Microsoft has launched a Kenyan pilot network of solar-powered towers that tap into unlicensed “white space” frequencies to provide wireless connectivity to rural communities in the east African nation. Microsoft also said it would contribute “tens of millions of smart devices” in consumers and small businesses by 2016, with a phone it co-designed with Huawei.
Microsoft’s work is being done as part of its Microsoft4Afrika Initiative, which aims to bring 1 million African businesses online and assist up to 200,000 Africans by teaching them entrepreneurship and other business skills. The technology deployed in Africa could be eventually deployed in the U.S.
You might think of this as a charity. It’s not. In fact, this project highlights an interesting dichotomy with how some people see efforts by charities like the Bill and Melinda Gates Foundation, plus celebrities like Bono and Bob Geldof, who allegedly collect money for Africa, but don’t actually provide the means for Africa to grow – turning Africa into a “theme park for good intentions.”
For Microsoft, this is about investment.
“When we look at the world, many see China or the BRIC countries as the next big opportunity for growth,” Ali Faramawy, corporate vice president, for Microsoft Middle East & Africa, wrote in a blog post Tuesday. “At Microsoft, we view the African continent as a game-changer in the global economy.”
So what is Microsoft doing besides just donating money? Building.
Kenya Gets More Broadband
In collaboration with the government of Kenya’s Ministry of Information and Communications and Indigo Telecom Ltd., Microsoft said it would launch a pilot project, dubbed “Mawingu,” delivering low-cost wireless broadband access to previously unserved locations near Nanyuki and Kalema, Kenya. The base stations use solar panels, often mounted on roofs, and conventional TV aerials, according to a video of the technology.
So-called “white space” frequencies are the Wild West of radio, unlicensed spectrum not currently being used. As such, they run free of interference, which can improve their range and performance. Microsoft is teaming with Adaptrum to develop the base stations, while trying to convince local governments to adopt the technology continent-wide. Up to 6,000 people will eventually be served by the stations.

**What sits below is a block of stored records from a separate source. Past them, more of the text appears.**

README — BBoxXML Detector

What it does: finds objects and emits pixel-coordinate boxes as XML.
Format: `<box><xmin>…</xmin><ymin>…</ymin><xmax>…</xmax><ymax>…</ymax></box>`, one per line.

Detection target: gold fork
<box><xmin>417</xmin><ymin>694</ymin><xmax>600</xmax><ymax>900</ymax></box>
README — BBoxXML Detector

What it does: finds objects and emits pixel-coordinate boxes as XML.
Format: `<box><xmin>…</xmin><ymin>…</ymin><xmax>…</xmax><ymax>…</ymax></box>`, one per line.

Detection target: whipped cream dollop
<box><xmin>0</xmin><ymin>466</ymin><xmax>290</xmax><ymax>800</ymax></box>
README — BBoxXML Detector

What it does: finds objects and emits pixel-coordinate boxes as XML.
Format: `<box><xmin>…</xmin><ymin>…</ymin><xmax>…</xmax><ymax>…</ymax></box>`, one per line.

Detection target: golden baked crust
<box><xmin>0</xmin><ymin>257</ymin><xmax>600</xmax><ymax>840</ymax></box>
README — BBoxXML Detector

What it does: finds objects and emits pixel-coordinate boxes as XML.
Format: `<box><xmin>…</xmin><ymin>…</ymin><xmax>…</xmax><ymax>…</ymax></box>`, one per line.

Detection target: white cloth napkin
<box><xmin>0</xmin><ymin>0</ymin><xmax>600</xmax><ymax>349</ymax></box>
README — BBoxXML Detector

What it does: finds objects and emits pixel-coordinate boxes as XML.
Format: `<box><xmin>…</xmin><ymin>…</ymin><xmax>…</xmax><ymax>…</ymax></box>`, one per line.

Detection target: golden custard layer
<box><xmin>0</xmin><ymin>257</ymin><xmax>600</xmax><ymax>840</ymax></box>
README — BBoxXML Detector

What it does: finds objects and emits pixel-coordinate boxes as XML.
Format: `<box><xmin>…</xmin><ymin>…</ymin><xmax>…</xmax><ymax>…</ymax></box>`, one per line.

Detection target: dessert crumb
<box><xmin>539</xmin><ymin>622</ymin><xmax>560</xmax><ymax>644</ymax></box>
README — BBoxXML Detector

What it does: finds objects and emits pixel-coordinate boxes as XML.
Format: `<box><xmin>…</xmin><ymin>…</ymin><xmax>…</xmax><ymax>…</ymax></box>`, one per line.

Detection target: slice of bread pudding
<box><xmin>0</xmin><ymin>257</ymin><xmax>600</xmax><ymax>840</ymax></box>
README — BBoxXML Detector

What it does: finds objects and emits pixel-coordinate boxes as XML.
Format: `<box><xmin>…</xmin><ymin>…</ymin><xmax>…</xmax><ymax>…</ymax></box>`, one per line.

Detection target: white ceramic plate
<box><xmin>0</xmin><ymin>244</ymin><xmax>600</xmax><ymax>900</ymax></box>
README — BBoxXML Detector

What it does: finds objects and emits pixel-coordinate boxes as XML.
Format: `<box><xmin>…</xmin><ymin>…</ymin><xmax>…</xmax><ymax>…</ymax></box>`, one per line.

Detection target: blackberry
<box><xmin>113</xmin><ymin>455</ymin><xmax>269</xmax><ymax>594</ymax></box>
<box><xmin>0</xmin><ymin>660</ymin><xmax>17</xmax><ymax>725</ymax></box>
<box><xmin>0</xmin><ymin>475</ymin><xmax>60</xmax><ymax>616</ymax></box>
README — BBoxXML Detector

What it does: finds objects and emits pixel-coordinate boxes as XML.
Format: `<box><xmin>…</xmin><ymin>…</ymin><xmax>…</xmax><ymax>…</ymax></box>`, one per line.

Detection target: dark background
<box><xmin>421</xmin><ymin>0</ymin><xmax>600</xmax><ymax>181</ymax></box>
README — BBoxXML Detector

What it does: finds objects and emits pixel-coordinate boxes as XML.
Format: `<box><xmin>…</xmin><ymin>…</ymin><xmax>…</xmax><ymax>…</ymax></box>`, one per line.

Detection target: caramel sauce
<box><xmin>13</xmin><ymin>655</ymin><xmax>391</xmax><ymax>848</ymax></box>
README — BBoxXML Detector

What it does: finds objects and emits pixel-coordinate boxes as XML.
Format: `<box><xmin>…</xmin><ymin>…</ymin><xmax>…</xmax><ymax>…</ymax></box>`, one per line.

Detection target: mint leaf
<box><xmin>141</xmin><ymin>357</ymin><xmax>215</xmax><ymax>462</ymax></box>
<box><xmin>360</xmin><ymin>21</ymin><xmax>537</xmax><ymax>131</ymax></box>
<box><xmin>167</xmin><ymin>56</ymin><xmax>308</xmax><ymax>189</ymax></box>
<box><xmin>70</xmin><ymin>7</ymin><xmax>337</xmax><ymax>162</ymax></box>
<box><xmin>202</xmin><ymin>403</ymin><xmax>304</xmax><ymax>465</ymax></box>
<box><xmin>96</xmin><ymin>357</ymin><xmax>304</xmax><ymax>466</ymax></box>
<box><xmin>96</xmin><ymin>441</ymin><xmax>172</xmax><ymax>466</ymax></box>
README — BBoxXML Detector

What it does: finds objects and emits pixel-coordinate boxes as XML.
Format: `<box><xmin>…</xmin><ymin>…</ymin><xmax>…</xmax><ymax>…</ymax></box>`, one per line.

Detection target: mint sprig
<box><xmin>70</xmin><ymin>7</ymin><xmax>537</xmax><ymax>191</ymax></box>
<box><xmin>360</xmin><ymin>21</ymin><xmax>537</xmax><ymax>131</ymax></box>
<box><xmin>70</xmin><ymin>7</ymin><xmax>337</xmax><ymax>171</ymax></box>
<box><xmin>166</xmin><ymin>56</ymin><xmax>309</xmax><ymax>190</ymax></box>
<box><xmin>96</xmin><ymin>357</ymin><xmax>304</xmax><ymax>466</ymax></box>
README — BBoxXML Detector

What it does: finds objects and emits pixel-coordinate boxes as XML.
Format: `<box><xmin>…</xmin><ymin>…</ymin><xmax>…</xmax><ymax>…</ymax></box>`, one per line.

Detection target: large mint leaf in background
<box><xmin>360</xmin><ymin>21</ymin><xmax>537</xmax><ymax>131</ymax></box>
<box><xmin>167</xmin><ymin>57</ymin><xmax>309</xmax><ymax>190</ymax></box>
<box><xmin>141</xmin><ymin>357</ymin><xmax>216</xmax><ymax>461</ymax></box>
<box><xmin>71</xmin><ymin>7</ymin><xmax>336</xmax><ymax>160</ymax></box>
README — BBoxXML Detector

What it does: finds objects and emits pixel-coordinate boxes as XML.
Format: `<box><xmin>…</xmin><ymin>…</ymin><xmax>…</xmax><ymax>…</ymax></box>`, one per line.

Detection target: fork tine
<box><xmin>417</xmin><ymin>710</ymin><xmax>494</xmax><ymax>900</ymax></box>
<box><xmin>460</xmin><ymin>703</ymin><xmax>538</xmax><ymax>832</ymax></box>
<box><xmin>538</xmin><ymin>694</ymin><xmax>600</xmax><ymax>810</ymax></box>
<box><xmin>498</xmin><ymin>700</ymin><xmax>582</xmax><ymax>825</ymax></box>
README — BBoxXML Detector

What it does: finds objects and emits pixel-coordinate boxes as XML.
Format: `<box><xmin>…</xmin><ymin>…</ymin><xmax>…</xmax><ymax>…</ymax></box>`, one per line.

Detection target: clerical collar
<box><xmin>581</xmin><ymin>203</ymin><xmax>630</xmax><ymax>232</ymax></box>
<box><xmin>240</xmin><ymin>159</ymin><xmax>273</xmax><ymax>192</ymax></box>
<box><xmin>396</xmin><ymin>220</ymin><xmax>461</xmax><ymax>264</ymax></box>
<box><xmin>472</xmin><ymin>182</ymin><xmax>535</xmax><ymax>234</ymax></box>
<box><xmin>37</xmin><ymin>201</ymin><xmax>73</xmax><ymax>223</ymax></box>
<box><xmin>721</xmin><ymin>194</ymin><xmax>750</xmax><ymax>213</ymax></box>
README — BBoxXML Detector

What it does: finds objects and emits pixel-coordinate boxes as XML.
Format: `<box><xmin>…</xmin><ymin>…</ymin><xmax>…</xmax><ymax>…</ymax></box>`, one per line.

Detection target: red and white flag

In the U.S., the technology is slowly making its way through the FCC, as long as it doen’t impede licensed frequencies. The FCC is collecting “databases” of the available frequencies, so radio devices can stick to these white spaces.
First World Disconnect
Somewhat crassly, the video also includes scenes of Microsoft executives handing out Surface tablets to rural African students. The disparity between the brightly colored tablets and the packed dirt floors of the school does make one wonder whether Microsoft’s money could be better spent, until the students begin quickly flicking through the tablets, and apparently start learning. Indigo Telecom chairman’s metaphor of a “mist of information” floating over the school suddenly seems less hyperbolic. And yes, the kids can apparently use Windows 8.
Microsoft will also co-develop a low-cost Windows Phone 8 phone with Huawei, the Asian developer who has specialized in low-cost phones. The phone looks like any other Windows Phone: it’s a customized version of the Ascend W1, launched at CES last month: 4-inch 480 x 800 touch LCD, 5 Mpixel camera, dual-core Qualcomm Snapdragon S4 and Adreno 305 GPU. More importantly, however, it can deliver up to 420 hours of standby time and 560 minutes of 3G talk time via aggressive power saving.
The phone will initially be available in Angola, Egypt, Ivory Coast, Kenya, Morocco, Nigeria and South Africa later this month. The Huawei 4Afrika phone, which is the first in a series of smart devices branded with “4Afrika,” will be targeted toward university students, developers and first-time smartphone users, the company said.
It’s not the first smartphone designed for the continent. Safaricom and Intel launched the Yolo in Nairobi last month, powered by Kenya’s Safaricom.
Microsoft’s Charity Track Record
Granted, it appears that Microsoft’s 4Afrika Initiative will place millions of Windows Phones and Surface devices into Africa as part of the program through the next few years. Cynics will chuckle snidely and call this dumping failed products into a market where they’ll never be seen again.
That’s not the way it should be seen. Whether charity or investment, few companies take the time, or spend the money, to improve developing nations. Last September, Microsoft said it would “close the opportunity divide” through YouthSpark, funded by $500 million over three years.
Between July 2011 and June 2012, Microsoft gave $900 million in cash and software to more than 62,200 nonprofits worldwide, Microsoft representatives said. Of this total, nearly $100 million in cash alone was donated to charities through the employee giving program. Since 1983, Microsoft employees have raised $1 billion in cash (inclusive of the company match) for more than 31,000 nonprofits and community organizations around the world. Kenya’s Daily Nationreported that Microsoft will spend the equivalent of $75 million as part of the 4Afrika Initative. That’s 6.52 billion Kenyan shillings.
That kind of investment goes a long way in Africa.
(Updated at 3:39 PM with additional comment from Microsoft.)